As she sat with her eyes fastened reflectively on her visitor, she rapidly made up her mind that he should marry Angel. The "talk" would eventually blow over; in fact, if she were to dress herself up as a Japanese, or a negress, and go to the club, the talk would instantly be diverted to herself. So much for talk! Here was a tide in Philip's affairs and Angel's, and she resolved to take it at the flood.

"I think you and Angel would be an ideal couple," she said. "I'm sure you would make her happy."

"What!" he exclaimed, struggling back out of a day dream; "you are not in earnest?"

"You would be April and July."

"No, but a March hare, and a Michaelmas goose," he retorted, scornfully. "I'm much too old for her."

Mrs. Gordon made no effort to combat this statement—her husband was seventeen years her senior. Was not her bleak married life an awful warning to other girls?

"She would have someone to lean on," she resumed; "someone to guide her."

"I'm not sure that she'd care about that," her visitor protested, with a short laugh.

"She always—liked you—she likes you still.
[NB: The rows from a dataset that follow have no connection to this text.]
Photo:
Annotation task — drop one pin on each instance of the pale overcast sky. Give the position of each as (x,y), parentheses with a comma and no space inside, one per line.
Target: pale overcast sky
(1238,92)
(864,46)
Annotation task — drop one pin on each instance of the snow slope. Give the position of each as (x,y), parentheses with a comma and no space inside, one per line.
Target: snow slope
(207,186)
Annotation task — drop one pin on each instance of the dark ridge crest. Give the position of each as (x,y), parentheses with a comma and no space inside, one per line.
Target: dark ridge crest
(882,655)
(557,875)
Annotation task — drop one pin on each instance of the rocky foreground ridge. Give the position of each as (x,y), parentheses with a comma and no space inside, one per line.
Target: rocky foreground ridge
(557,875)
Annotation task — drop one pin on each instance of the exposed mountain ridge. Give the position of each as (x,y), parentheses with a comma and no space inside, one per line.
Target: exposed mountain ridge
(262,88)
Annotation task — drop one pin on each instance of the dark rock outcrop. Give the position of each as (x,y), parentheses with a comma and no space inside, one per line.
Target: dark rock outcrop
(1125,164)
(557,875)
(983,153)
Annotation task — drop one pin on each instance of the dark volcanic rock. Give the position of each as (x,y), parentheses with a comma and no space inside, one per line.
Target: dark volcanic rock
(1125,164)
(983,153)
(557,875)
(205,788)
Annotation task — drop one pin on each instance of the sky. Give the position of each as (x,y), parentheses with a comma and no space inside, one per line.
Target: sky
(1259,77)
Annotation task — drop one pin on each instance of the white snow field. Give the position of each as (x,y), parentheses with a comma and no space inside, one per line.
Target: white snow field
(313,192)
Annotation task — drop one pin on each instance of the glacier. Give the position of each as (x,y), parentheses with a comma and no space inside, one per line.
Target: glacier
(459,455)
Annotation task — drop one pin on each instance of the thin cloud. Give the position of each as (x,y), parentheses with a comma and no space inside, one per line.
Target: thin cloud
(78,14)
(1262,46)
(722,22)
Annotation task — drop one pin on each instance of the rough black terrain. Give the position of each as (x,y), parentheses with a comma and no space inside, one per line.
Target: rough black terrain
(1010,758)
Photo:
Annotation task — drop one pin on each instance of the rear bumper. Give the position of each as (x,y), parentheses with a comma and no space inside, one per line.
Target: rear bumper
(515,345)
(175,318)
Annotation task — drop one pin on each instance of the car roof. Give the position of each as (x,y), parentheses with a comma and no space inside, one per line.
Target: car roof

The king can do no wrong," she urged, insistently.

"He would do her a great wrong if he asked her to be his queen to silence lying tongues. A gay young fellow of five-and-twenty, who dances well and is a good polo player, is far more in Angel's line that I am—even supposing she would have me—which she would not." Here Mrs. Gordon made a gesture of dissent. "I'm too settled in my ways. After a man passes the twenties, and gets on into the thirties without marrying, he does not want a wife—she's a sort of extra."